Acaso lo que nos sigue conmoviendo en la obra del autor californiano sea la sensación de profunda verdad que destila cada uno de sus libros. Esos personajes son reales, podemos sentirlos, a pesar de la lejanía temporal y geográfica, a pesar de que sólo sepamos de su mundo lo que nos han contado. Y son reales porque Steinbeck los ha conocido, ha vivido con ellos. En los ranchos de la baja California, en las grandes plantaciones, en los pueblos pequeños donde los probos ciudadanos se unen en piquetes de linchamiento, en los profundos valles rodeados de montañas todas iguales, representaciones del ancho mundo amenazador, cálido y salvaje. Steinbeck estuvo allí, recorrió esos caminos, habló con esos hombres, se sintió a gusto con ellos. Y a través de ellos conoció el topetazo de la absoluta injusticia y habló en voz alta y clara para denunciarla. Por eso sus personajes son verdad. Por eso nos siguen sobrecogiendo.

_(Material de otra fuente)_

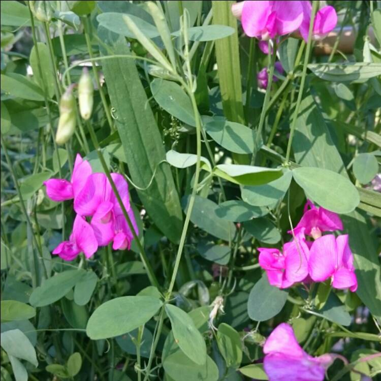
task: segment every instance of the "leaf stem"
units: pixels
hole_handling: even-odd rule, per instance
[[[303,71],[302,72],[302,79],[300,80],[300,87],[299,88],[299,93],[298,94],[298,99],[296,101],[296,106],[294,112],[294,117],[293,118],[292,125],[290,133],[290,138],[289,138],[289,143],[287,145],[287,151],[286,151],[285,160],[284,164],[288,165],[290,160],[290,155],[291,152],[291,146],[294,138],[294,134],[295,132],[295,127],[296,126],[296,121],[298,119],[298,114],[299,114],[299,109],[300,108],[300,104],[302,102],[302,98],[303,97],[303,92],[304,89],[304,83],[306,80],[307,74],[307,65],[308,64],[309,59],[309,53],[311,50],[311,45],[312,45],[312,28],[313,27],[313,22],[315,20],[315,15],[316,14],[318,7],[319,7],[319,2],[312,2],[312,10],[311,14],[311,20],[309,22],[309,30],[308,32],[308,41],[307,43],[307,48],[306,49],[305,55],[304,56],[304,62],[303,65]]]

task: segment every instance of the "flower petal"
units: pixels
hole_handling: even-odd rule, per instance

Una voz como esa siempre es incómoda. Hostigado por el FBI, rechazado por los comunistas, que desconfiaban de su “tibieza ideológica”, vilipendiado por los dueños del poder político y económico, a los que fustigaba sin piedad, Steinbeck no tuvo otra causa que la del hombre corriente, enfrentado a un mundo hostil y abandonado a su suerte. Como George y Lennie en De ratones y hombres, ese conmovedor retrato de la inocencia y la maldad; como la familia Joad, protagonista de Las uvas de la ira, en su desdichado periplo de miseria; como Jodie Tiflin, el niño de El pony colorado, asombrado espectador del hermoso y despiadado ciclo de la vida y de la muerte.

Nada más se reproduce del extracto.